Tackling a complex issue of automatic classification? Struggling with imbalanced data? Trying to achieve a better performance of automatic classification of more than three classes? We are familiar with these challenges and face them happily. Our data science team trained an algorithm coping with highly complex classification issues.
Computers are good at classification tasks in which there are clear-cut and pre-set categories, for instance distinguishing welcomed e-mails from spams, or deciding what species of the taxonomy an animal belongs to. However, humans tend to cope with much more complex classification tasks, involving such complex mental processes that cannot simply be translated into category features. Computers still lag behind in modelling these cases. Another challenge that automatic classifiers have to meet regularly is the imbalanced nature of the training data. If certain classes are overrepresented in your learning data set, your algorithm will be likely to overlearn them and perform worse than expected in actual use. We offer a solution to both problems by teaching an algorithm that can classify your data as similarly to humans as possible.
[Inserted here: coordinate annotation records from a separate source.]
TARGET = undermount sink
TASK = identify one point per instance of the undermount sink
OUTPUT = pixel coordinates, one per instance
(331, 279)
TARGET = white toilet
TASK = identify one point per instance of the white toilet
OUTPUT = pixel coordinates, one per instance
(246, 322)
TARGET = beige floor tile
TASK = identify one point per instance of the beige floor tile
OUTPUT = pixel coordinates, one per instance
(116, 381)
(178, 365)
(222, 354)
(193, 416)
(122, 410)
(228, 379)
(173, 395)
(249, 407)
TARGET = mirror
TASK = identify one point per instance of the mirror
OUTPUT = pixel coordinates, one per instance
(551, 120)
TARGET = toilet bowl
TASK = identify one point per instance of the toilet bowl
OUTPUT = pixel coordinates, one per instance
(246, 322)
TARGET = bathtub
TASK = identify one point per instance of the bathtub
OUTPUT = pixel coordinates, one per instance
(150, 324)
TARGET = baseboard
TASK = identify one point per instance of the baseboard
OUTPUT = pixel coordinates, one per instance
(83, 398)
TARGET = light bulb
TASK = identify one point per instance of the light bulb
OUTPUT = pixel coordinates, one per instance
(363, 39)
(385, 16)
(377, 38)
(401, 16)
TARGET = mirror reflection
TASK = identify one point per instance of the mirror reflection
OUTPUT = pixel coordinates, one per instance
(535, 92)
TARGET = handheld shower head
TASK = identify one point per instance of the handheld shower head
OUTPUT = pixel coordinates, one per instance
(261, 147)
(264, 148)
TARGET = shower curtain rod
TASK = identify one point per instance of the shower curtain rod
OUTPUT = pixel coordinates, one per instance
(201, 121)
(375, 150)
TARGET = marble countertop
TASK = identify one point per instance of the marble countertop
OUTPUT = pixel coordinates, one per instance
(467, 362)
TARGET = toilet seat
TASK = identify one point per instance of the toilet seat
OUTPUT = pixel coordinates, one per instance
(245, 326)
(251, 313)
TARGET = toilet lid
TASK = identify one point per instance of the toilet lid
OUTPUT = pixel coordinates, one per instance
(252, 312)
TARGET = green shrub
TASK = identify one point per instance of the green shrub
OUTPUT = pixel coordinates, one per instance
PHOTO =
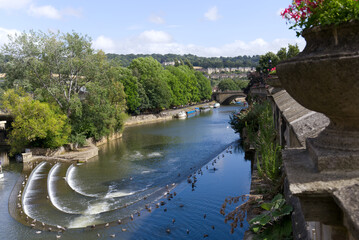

One of our clients, Járókelő, provided us with data, in which human factor was prevalent. Based on previous studies, we chose to train a Random Forest classifier on four versions of the same training data. To be able to contrast the results, we tested all of them on the same imbalanced data set. It was proven that it is worth balancing your data. Among the methods of oversampling, undersampling and that of the combination of the two, each method generated promising results.
If you want a classifier that can work with a high precision, then you should choose the method of Smoteenn, which is a combination of under- and oversampling. In our study, precision was as high as 0.667, which was only 0.420 in the case of imbalanced training data. If accuracy matters the most, then you should work with oversampled training data, which made the performance increase from 0.479 to 0.491. Consequently, each version performs well in respect to different factors, so it depends on your clients’ needs how you fine-tune your algorithm.